Im Elbsandsteingebirge beteiligte er sich an 94 Neutouren. In den Alpen führte er 725 Bergtouren aus, darunter die erste Skibesteigung eines Viertausenders (Monte Rosa). Seine exakten Tagebuchaufzeichnungen, gepaart mit seinen vielseitigen wissenschaftlichen Kenntnissen, machten ihn zu einem anerkannter Bergschriftsteller.  Er war Gründungsmitglied der „Falkensteiner 1895“, gehörte mehreren Alpensektionen an und war Ehrenmitglied im ÖAK.

Rudolf Fehrmann schrieb über Schuster: „…er hatte bereits zu Anfang dieses Jahrhunderts einen Kletterführer durchs Elbsandsteingebirge entworfen und fast zur Druckreife vollendet. Aus Besorgnis, den heimischen Bergsport dadurch mehr als wünschenswert gemein zu machen, sah er aber, dem Ende aller Arbeit schon nahe, von einer Veröffentlichung ab.
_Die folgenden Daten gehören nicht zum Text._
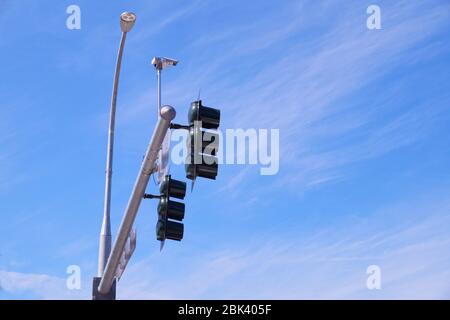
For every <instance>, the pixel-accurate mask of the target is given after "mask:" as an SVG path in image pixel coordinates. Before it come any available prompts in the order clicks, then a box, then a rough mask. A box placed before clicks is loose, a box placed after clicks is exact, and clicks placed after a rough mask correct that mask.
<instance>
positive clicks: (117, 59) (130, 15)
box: [97, 12, 136, 277]
mask: <svg viewBox="0 0 450 320" xmlns="http://www.w3.org/2000/svg"><path fill="white" fill-rule="evenodd" d="M135 22H136V15H135V14H134V13H132V12H124V13H122V14H121V15H120V29H121V30H122V37H121V38H120V45H119V52H118V53H117V62H116V70H115V72H114V83H113V91H112V98H111V111H110V114H109V130H108V147H107V153H106V182H105V198H104V201H103V221H102V228H101V230H100V240H99V249H98V269H97V274H98V276H99V277H101V276H102V274H103V270H104V269H105V266H106V261H107V259H108V257H109V254H110V252H111V222H110V212H111V183H112V165H113V152H114V128H115V124H116V104H117V91H118V88H119V76H120V68H121V66H122V55H123V48H124V46H125V40H126V38H127V32H129V31H130V30H131V29H132V28H133V26H134V23H135Z"/></svg>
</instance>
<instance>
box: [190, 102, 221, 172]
mask: <svg viewBox="0 0 450 320" xmlns="http://www.w3.org/2000/svg"><path fill="white" fill-rule="evenodd" d="M188 121H189V135H188V138H187V147H188V148H187V151H188V156H187V158H186V164H185V170H186V177H187V178H188V179H190V180H195V179H196V178H197V177H202V178H207V179H213V180H214V179H216V176H217V171H218V163H219V160H218V158H217V157H216V154H217V151H218V149H219V135H218V134H217V133H216V132H215V131H214V130H217V128H218V127H219V124H220V110H219V109H214V108H210V107H206V106H204V105H202V101H201V100H198V101H194V102H192V103H191V107H190V109H189V113H188ZM203 129H207V130H208V131H204V130H203Z"/></svg>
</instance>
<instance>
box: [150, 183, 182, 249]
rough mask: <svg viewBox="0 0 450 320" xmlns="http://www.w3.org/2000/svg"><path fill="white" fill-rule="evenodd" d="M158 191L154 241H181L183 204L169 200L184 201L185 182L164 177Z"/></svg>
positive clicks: (175, 201)
mask: <svg viewBox="0 0 450 320" xmlns="http://www.w3.org/2000/svg"><path fill="white" fill-rule="evenodd" d="M159 191H160V192H161V197H160V199H159V204H158V223H157V224H156V239H157V240H159V241H164V240H165V239H170V240H177V241H180V240H181V239H183V231H184V226H183V224H182V223H180V222H177V221H182V220H183V219H184V203H182V202H177V201H173V200H170V197H174V198H178V199H184V196H185V195H186V182H183V181H179V180H175V179H172V178H171V176H170V175H166V176H165V177H164V180H163V181H162V182H161V185H160V188H159ZM173 220H176V221H173Z"/></svg>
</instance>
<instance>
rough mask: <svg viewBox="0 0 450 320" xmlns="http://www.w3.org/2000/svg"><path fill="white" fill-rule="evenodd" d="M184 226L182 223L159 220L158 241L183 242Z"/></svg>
mask: <svg viewBox="0 0 450 320" xmlns="http://www.w3.org/2000/svg"><path fill="white" fill-rule="evenodd" d="M183 233H184V226H183V224H182V223H180V222H175V221H170V220H163V219H159V220H158V223H157V224H156V239H157V240H159V241H164V240H166V239H170V240H176V241H181V239H183Z"/></svg>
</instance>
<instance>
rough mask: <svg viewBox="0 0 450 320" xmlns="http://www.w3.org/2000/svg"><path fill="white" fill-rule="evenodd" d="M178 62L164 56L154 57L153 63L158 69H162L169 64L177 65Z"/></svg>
mask: <svg viewBox="0 0 450 320" xmlns="http://www.w3.org/2000/svg"><path fill="white" fill-rule="evenodd" d="M177 63H178V61H177V60H175V59H170V58H164V57H154V58H153V59H152V64H153V65H154V66H155V68H156V69H158V70H162V69H164V68H166V67H169V66H176V65H177Z"/></svg>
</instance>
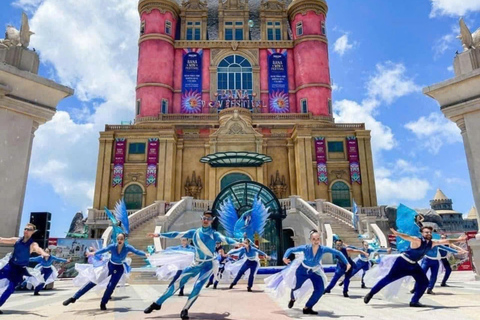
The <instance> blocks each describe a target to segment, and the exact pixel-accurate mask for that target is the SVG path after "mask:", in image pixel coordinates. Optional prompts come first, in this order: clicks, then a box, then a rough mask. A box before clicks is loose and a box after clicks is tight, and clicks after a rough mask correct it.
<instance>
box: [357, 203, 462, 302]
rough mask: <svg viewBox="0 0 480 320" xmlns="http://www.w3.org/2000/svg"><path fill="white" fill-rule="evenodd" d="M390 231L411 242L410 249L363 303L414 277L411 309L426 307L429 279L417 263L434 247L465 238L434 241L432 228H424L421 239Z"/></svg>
mask: <svg viewBox="0 0 480 320" xmlns="http://www.w3.org/2000/svg"><path fill="white" fill-rule="evenodd" d="M397 215H398V210H397ZM390 230H391V231H392V233H393V234H394V235H395V236H397V237H400V238H401V239H403V240H405V241H408V242H410V248H409V249H408V250H406V251H405V252H403V253H402V254H401V255H399V256H398V257H397V258H396V259H395V262H394V263H393V265H392V267H391V269H390V271H389V272H388V274H387V275H386V276H384V277H383V278H382V279H381V280H380V281H378V282H377V284H375V286H374V287H373V288H372V290H370V292H369V293H367V295H366V296H365V297H364V299H363V301H364V302H365V303H368V302H369V301H370V300H371V299H372V297H373V296H374V295H375V294H377V293H378V292H379V291H380V290H381V289H382V288H383V287H385V286H387V285H388V284H390V283H392V282H394V281H396V280H398V279H401V278H403V277H406V276H412V277H413V278H414V279H415V281H416V286H415V293H414V295H413V297H412V299H411V301H410V307H425V306H424V305H423V304H421V303H420V302H419V301H420V298H421V297H422V295H423V294H424V293H425V290H426V289H427V286H428V279H427V276H426V275H425V273H424V272H423V270H422V268H421V267H420V265H419V264H418V263H417V262H418V261H420V260H421V259H422V258H423V257H424V256H425V254H426V253H427V251H428V250H430V249H431V248H432V247H435V246H438V245H442V244H448V243H450V242H456V241H463V240H464V239H465V238H462V237H461V238H458V239H454V240H447V239H444V240H438V241H435V240H432V231H433V228H432V227H422V228H421V230H420V232H421V237H414V236H410V235H408V234H404V233H400V232H397V231H396V230H395V229H393V228H392V229H390ZM397 243H398V241H397ZM379 266H380V265H379Z"/></svg>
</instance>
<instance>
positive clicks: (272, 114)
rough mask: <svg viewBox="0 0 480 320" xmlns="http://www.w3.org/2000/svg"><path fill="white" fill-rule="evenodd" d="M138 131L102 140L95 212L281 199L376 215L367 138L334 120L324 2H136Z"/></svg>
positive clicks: (109, 126)
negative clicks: (363, 208)
mask: <svg viewBox="0 0 480 320" xmlns="http://www.w3.org/2000/svg"><path fill="white" fill-rule="evenodd" d="M138 9H139V13H140V34H139V42H138V44H139V54H138V75H137V86H136V105H135V110H136V117H135V124H133V125H107V126H106V127H105V131H104V132H101V133H100V150H99V156H98V168H97V177H96V185H95V196H94V204H93V208H94V209H99V210H101V209H103V208H104V207H105V206H106V207H109V208H112V207H113V206H114V204H115V202H116V201H117V200H119V199H120V198H121V197H124V198H125V201H126V203H127V206H128V208H129V209H139V208H143V207H145V206H147V205H150V204H152V203H153V202H154V201H156V200H164V201H167V202H172V201H178V200H180V199H181V197H182V196H186V195H189V196H193V197H194V198H197V199H205V200H214V199H215V197H216V196H217V194H218V193H219V192H220V191H221V190H222V189H223V188H224V187H226V186H227V185H229V184H230V183H232V182H235V181H239V180H250V181H254V182H258V183H260V184H263V185H265V186H267V187H270V188H271V189H272V191H273V192H274V193H275V194H276V195H277V197H288V196H289V195H299V196H300V197H302V198H303V199H305V200H307V201H313V200H315V199H326V200H327V201H331V202H333V203H335V204H337V205H340V206H343V207H350V206H351V204H352V199H355V201H356V203H357V204H358V205H361V206H365V207H370V206H376V205H377V199H376V192H375V181H374V173H373V163H372V153H371V144H370V131H368V130H365V126H364V124H362V123H352V124H347V123H341V124H337V123H335V121H334V119H333V117H332V100H331V92H332V88H331V83H330V71H329V61H328V39H327V35H326V28H325V21H326V15H327V4H326V2H325V1H324V0H296V1H293V2H292V3H290V4H289V5H288V6H287V4H286V3H284V2H282V1H278V0H266V1H261V2H258V1H257V2H249V1H248V0H226V1H215V0H209V1H207V2H205V1H200V0H190V1H184V2H182V3H181V4H179V3H177V2H175V1H171V0H140V1H139V6H138Z"/></svg>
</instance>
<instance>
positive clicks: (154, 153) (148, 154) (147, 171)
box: [146, 138, 159, 187]
mask: <svg viewBox="0 0 480 320" xmlns="http://www.w3.org/2000/svg"><path fill="white" fill-rule="evenodd" d="M158 146H159V141H158V138H149V139H148V151H147V179H146V184H147V187H148V186H149V185H157V163H158Z"/></svg>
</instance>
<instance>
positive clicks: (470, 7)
mask: <svg viewBox="0 0 480 320" xmlns="http://www.w3.org/2000/svg"><path fill="white" fill-rule="evenodd" d="M431 1H432V11H431V12H430V18H433V17H436V16H439V15H440V16H442V15H447V16H463V15H465V14H466V13H468V12H474V11H480V1H478V0H431Z"/></svg>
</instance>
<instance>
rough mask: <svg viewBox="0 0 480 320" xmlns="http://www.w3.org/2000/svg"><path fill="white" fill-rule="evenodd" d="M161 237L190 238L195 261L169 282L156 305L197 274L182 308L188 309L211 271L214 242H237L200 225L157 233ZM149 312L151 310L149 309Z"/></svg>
mask: <svg viewBox="0 0 480 320" xmlns="http://www.w3.org/2000/svg"><path fill="white" fill-rule="evenodd" d="M158 235H159V236H160V237H163V238H170V239H180V238H189V239H192V241H193V244H194V246H195V262H194V264H193V265H192V266H190V267H187V268H185V269H184V270H183V272H182V273H181V274H180V276H179V277H178V279H177V280H176V281H175V282H174V283H173V284H171V285H170V286H169V287H168V288H167V289H166V290H165V292H164V293H163V294H162V296H161V297H160V298H158V300H157V301H156V304H157V305H161V304H162V303H164V302H165V300H167V299H168V298H170V297H171V296H172V295H173V294H174V293H175V292H176V291H177V290H178V289H179V288H180V287H183V286H184V285H185V284H186V283H187V282H188V280H190V279H191V278H193V277H195V276H197V275H198V279H197V280H196V282H195V285H194V287H193V290H192V292H191V293H190V296H189V297H188V300H187V303H186V304H185V307H184V310H188V309H189V308H190V307H191V306H192V304H193V303H194V302H195V300H197V298H198V295H199V294H200V290H201V289H202V287H203V286H204V285H205V283H206V282H207V281H208V278H209V277H210V275H211V274H212V272H213V261H214V260H215V258H216V257H215V253H214V252H215V244H216V242H226V243H228V244H237V241H235V240H234V239H232V238H228V237H225V236H223V235H222V234H220V233H219V232H217V231H215V230H213V229H212V227H201V228H198V229H191V230H188V231H186V232H167V233H160V234H158ZM150 312H151V311H150Z"/></svg>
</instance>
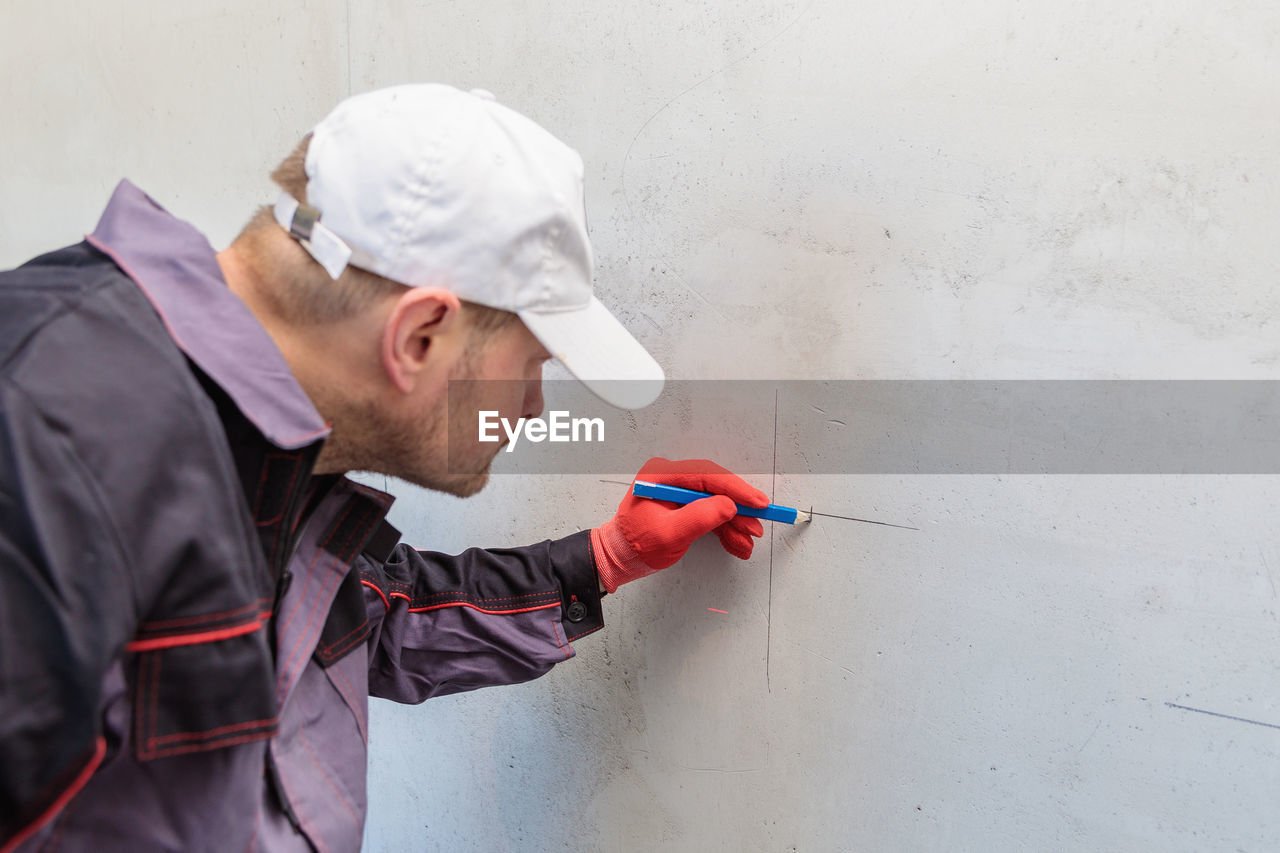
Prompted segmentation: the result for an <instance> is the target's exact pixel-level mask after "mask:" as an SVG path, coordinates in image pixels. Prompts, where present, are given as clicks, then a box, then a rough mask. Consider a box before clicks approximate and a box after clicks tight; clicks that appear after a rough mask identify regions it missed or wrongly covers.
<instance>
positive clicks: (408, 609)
mask: <svg viewBox="0 0 1280 853" xmlns="http://www.w3.org/2000/svg"><path fill="white" fill-rule="evenodd" d="M392 598H403V599H404V601H408V598H407V597H406V596H401V594H399V593H392ZM559 606H561V602H559V599H557V601H553V602H548V603H545V605H538V606H535V607H522V608H520V610H485V608H483V607H476V606H475V605H472V603H471V602H466V601H454V602H448V603H444V605H430V606H428V607H408V608H407V612H410V613H425V612H428V611H433V610H444V608H445V607H470V608H471V610H474V611H477V612H481V613H488V615H490V616H513V615H516V613H531V612H534V611H539V610H550V608H552V607H559Z"/></svg>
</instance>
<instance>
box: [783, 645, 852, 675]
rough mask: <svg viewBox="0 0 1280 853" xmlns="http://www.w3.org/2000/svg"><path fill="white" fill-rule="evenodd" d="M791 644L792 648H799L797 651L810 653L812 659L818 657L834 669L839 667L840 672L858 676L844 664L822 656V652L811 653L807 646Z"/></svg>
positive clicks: (840, 662) (812, 650)
mask: <svg viewBox="0 0 1280 853" xmlns="http://www.w3.org/2000/svg"><path fill="white" fill-rule="evenodd" d="M791 644H792V646H795V647H796V648H799V649H803V651H805V652H809V653H810V654H813V656H814V657H820V658H822V660H824V661H827V662H828V663H831V665H832V666H836V667H840V669H841V670H844V671H846V672H849V674H850V675H858V672H854V671H852V670H851V669H849V667H847V666H845V665H844V663H841V662H840V661H833V660H832V658H829V657H827V656H826V654H823V653H822V652H815V651H813V649H812V648H809V647H808V646H801V644H800V643H796V642H794V640H792V642H791Z"/></svg>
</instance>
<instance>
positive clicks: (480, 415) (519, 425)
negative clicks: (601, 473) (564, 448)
mask: <svg viewBox="0 0 1280 853" xmlns="http://www.w3.org/2000/svg"><path fill="white" fill-rule="evenodd" d="M499 427H502V430H503V432H504V433H506V434H507V441H508V442H509V443H508V444H507V452H508V453H509V452H511V451H513V450H516V443H517V441H518V435H520V434H521V433H524V435H525V438H527V439H529V441H531V442H534V443H535V444H536V443H538V442H544V441H549V442H603V441H604V419H603V418H570V414H568V412H567V411H553V412H550V418H548V419H547V420H543V419H541V418H521V419H518V420H516V425H515V427H512V425H511V421H509V420H507V419H506V418H499V416H498V412H497V411H493V410H485V411H481V412H480V441H481V442H489V443H493V442H499V441H502V435H500V434H499V433H498V428H499ZM593 434H594V435H595V438H593Z"/></svg>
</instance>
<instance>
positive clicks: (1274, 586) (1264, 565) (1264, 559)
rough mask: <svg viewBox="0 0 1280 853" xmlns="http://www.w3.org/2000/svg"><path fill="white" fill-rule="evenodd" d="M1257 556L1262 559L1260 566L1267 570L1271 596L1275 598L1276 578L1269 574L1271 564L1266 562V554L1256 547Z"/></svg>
mask: <svg viewBox="0 0 1280 853" xmlns="http://www.w3.org/2000/svg"><path fill="white" fill-rule="evenodd" d="M1258 558H1260V560H1262V567H1263V569H1266V570H1267V580H1268V581H1270V583H1271V598H1276V578H1275V575H1274V574H1271V564H1270V562H1267V555H1266V553H1265V552H1263V551H1262V548H1261V547H1260V548H1258Z"/></svg>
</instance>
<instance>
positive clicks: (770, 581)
mask: <svg viewBox="0 0 1280 853" xmlns="http://www.w3.org/2000/svg"><path fill="white" fill-rule="evenodd" d="M777 492H778V389H777V388H774V389H773V480H772V482H771V484H769V501H772V500H773V498H774V496H776V494H777ZM773 526H774V525H772V524H771V525H769V611H768V615H767V616H765V617H764V626H765V629H764V630H765V635H764V686H765V689H767V690H768V692H769V693H773V681H771V680H769V658H771V656H772V652H773Z"/></svg>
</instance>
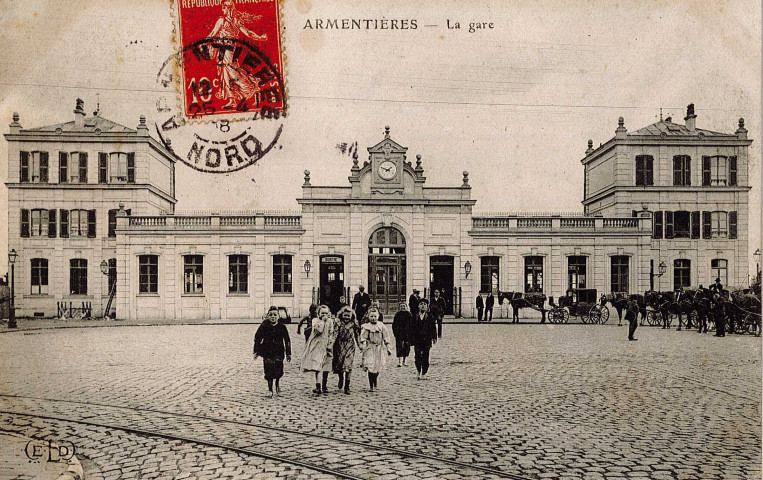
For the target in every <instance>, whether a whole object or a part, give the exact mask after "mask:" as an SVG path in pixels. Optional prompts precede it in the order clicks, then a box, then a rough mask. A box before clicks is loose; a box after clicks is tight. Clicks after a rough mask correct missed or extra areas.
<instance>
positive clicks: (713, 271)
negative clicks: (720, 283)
mask: <svg viewBox="0 0 763 480" xmlns="http://www.w3.org/2000/svg"><path fill="white" fill-rule="evenodd" d="M728 272H729V262H728V260H725V259H723V258H716V259H713V260H710V281H709V282H708V283H713V282H714V281H715V279H716V278H720V279H721V283H722V284H724V285H727V284H728V279H729V273H728Z"/></svg>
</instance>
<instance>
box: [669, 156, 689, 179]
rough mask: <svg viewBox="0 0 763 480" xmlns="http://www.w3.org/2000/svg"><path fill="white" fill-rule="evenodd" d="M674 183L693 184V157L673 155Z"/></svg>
mask: <svg viewBox="0 0 763 480" xmlns="http://www.w3.org/2000/svg"><path fill="white" fill-rule="evenodd" d="M673 185H676V186H681V187H688V186H689V185H691V157H690V156H688V155H676V156H674V157H673Z"/></svg>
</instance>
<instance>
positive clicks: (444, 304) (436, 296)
mask: <svg viewBox="0 0 763 480" xmlns="http://www.w3.org/2000/svg"><path fill="white" fill-rule="evenodd" d="M447 308H448V305H447V304H446V303H445V299H444V298H443V297H441V296H440V291H439V290H435V291H434V298H433V299H432V315H433V316H434V317H435V320H436V321H437V337H438V338H442V317H444V316H445V312H446V311H447Z"/></svg>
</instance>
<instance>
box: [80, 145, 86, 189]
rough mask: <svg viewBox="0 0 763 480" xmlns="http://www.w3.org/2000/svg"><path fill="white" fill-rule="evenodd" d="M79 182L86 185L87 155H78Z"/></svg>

Diese Bedachtsamkeit ist für den Menschen Schuster nicht weniger bezeichnend als die selbstverleugnende Sachlichkeit, mit der er mir, der ich sein Bedenken nicht teilte, später seinen Entwurf zu unbeschränkter Benutzung bei der Ausarbeitung meines Kletterführers überließ; ohne diese ausgiebige Hilfe wäre meine Arbeit ein unzulängliches Bruchstück geblieben. Ebenso selbstlos und jedes Neides bar erkannte Schuster die Fortschritte an, um die nach seiner eigenen Glanzzeit die Kletterkunst von anderen Meistern weitergeführt wurde.“

Conrad Meurer* geb. 1872 in Pirna, gest. 1947 in Dresden-Pillnitz. Gründer und Mitinhaber der Firma G. Meurer Eisen- und Blechwarenfabrik. Er war wie Schuster Gründungsmitglied der „Falkensteiner 1895“, ab 1896 im DuÖAV Sektion Dresden organisiert. Erstbesteigungen: Viererturm (1891 und Winklerturm (1894). Beide Brüder zählten zum engeren Schusterschen Kreis im Elbsandsteingebirge.

Friedrich Meurer* geb. 1873 in Dresden, gest. 1945 in Hof. Studierte Elektrotechnik und war Direktor im Familienbetrieb. Ebenfalls Gründungsmitglied der „Falkensteiner 1895“, 1896 DuÖAV Sektion Dresden, ab 1926 ASD, ab 1939 SBB. Nach ihm und seinem Bruder wurde 1894 der Meurerturm benannt. Erstbesteigungen: Jortanshorn 1893), Jägerhorn (1888), Zuckerhut (1894), Kesselturm (1898). Mehrere Alpentouren, so mit seinem Vater Siegfried Meurer, die Erstbesteigung Punta della Madonna/Dolomiten (1893).